Durch Dimmen der eingesetzten Lampen kann die Helligkeit einzelner Leuchten oder Leuchtengruppen gesteuert werden. Dimmen verändert die Lichtstimmung, erlaubt die Anpassung an unterschiedliche Raumnutzungen (Komfortdimmen). Zunehmend wird die Helligkeitssteuerung auch zum Energiesparen eingesetzt (Energiedimmen), zum Beispiel bei tageslichtabhängigen Regelungen in Büroräumen oder Industriehallen.

Mit Phasenanschnitt-Dimmern können Allgebrauchsglühlampen und Halogenlampen (230 Volt) gedimmt werden sowie Niedervolt-Halogenlampen, die an magnetischen Transformatoren betrieben werden. Phasenabschnitt-Dimmer werden vorwiegend eingesetzt zum Dimmen von Niedervolt-Halogenlampen an elektronischen Transformatoren. Sie eignen sich auch für Allgebrauchsglühlampen und Halogenlampen (230 Volt).

Kompaktleuchtstofflampen und stabförmige Leuchtstofflampen müssen an dimmbaren elektronischen Vorschaltgeräten (EVG) betrieben werden.

DIN 5035

Vor Einführung der europäischen Normen (EN), die in der gesamten Europäischen Union gelten, war DIN 5035 „Beleuchtung mit künstlichem Licht“ die zentrale nationale Beleuchtungsnorm. Von den acht Teilen dieser Norm gelten einige unverändert oder in überarbeiteter Form weiter. Dazu die Übersicht:

DIN 5035 Beleuchtung mit künstlichem Licht

Teil 1 Begriffe und allgemeine Anforderungen (seit September 2002 komplett ersetzt durch DIN EN 12665)

Teil 2 Richtwerte für Arbeitsstätten in Innenräumen und im Freien (seit März 2003 in wesentlichen Teilen abgelöst von DIN EN 12464-1)

Teil 3 Beleuchtung in Krankenhäusern (seit März 2003 in wesentlichen Teilen abgelöst von DIN EN 12464-1, als ergänzende nationale Norm wurde DIN 5035-3 neu gefasst, gültig seit Juli 2006)

Teil 4 Spezielle Empfehlungen für die Beleuchtung von Unterrichtsstätten (seit März 2003 in wesentlichen Teilen abgelöst von DIN EN 12464-1)

Teil 5 Notbeleuchtung (seit Juli 1999 komplett ersetzt durch DIN EN 1838)

Teil 6 Messung und Bewertung

Teil 7 Beleuchtung von Räumen mit Bildschirmarbeitsplätzen und mit Arbeitsplätzen mit Bildschirmunterstützung (seit März 2003 in Teilen abgelöst von DIN EN 12464-1, als ergänzende Norm wurde DIN 5035-7 neu gefasst, gültig seit August 2004)

Teil 8 Spezielle Anforderungen zur Einzelplatzbeleuchtung in Büroräumen und büroähnlichen Räumen.

DIN EN 12464

DIN EN 12464 "Licht und Beleuchtung, Teil 1: Beleuchtung von Arbeitsstätten in Innenräumen" (kurz: DIN EN 12464-1) ersetzt als europäische Beleuchtungsnorm seit März 2003 wesentliche Teile der nationalen DIN 5035. DIN EN 12464-2 Licht und Beleuchtung, Teil 2: zu "Arbeitsstätten im Freien" (kurz: DIN EN 12464-2) gilt seit Oktober 2007.

DIN EN 1838

DIN EN 1838 „Notbeleuchtung“ gilt in allen Ländern der Europäischen Union.

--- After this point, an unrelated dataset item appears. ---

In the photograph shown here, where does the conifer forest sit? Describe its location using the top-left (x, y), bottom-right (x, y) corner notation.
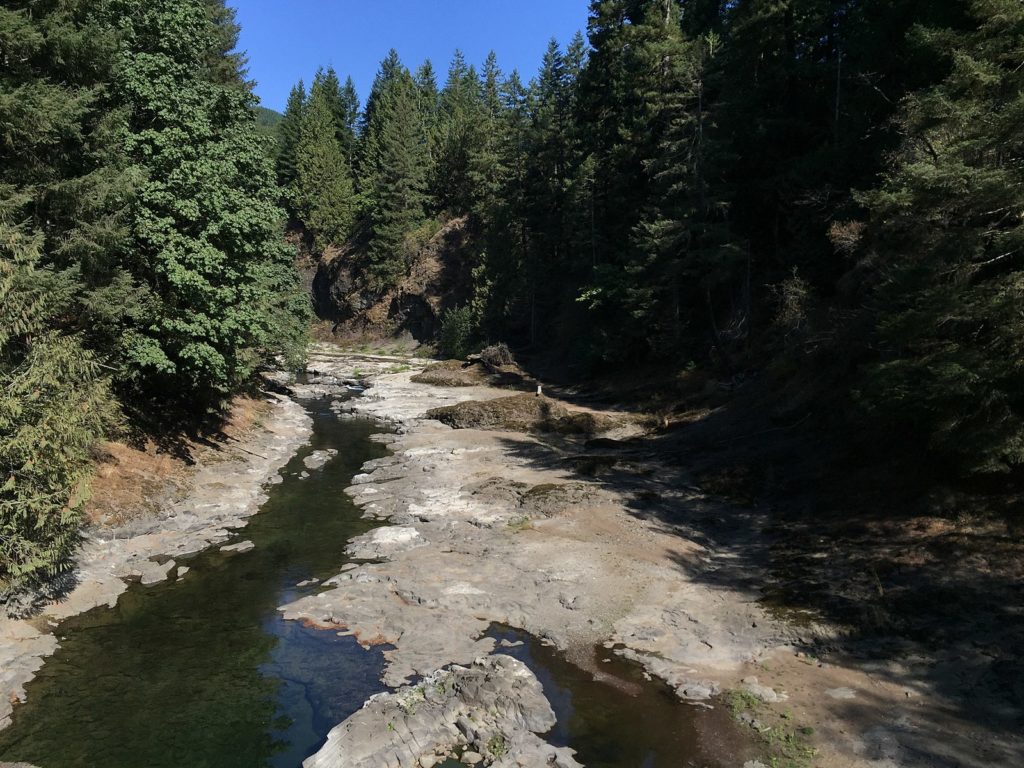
top-left (0, 0), bottom-right (1024, 768)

Sie hat die jeweils nationale Norm bereits im Juli 1999 abgelöst.

Direkt/Indirekte Beleuchtung

Die Mischung von direkter und indirekter Beleuchtung wird häufig als angenehm empfunden. Dafür können Leuchten mit ausschließlich direktem und mit ausschließlich indirektem Lichtaustritt zusammen in einem Raum eingesetzt werden. Zahlreiche Leuchten kombinieren direktes und indirektes Licht in einer, zum Beispiel abgependelte Deckenleuchten und Stehleuchten. In der Regel wirkt der überwiegende Anteil des Lichts einer Leuchte indirekt: Er wird an Decke oder Wände gelenkt. Ein zusätzlicher Lichtaustritt nach unten sorgt für direktes Licht.

Direkt Beleuchtung

Direkt ist die Beleuchtung, wenn Leuchten ihr Licht direkt in den Raum und auf die Nutzebenen oder auf Plätze lenken, wo Licht gebraucht wird.

Duroplast

Kunststoff, der mit Wärme oder anderen Mitteln härtbar ist und sich dabei in ein praktisch unschmelzbares und unlösliches Produkt verwandelt. Der Begriff umfasst den ungehärteten, wie den gehärteten Zustand.

Duroplastische Elastomere

Duroplastische Elastomere (Gummiartige Polymerstrukturen) sind chemisch zu einem weit maschigen Raumnetzmolekül verknüpft, wodurch das Rückstellverhalten nach mechanischer Beanspruchung festgelegt ist. Daher weisen sie unterschiedliche Gummi-Elastizität auf.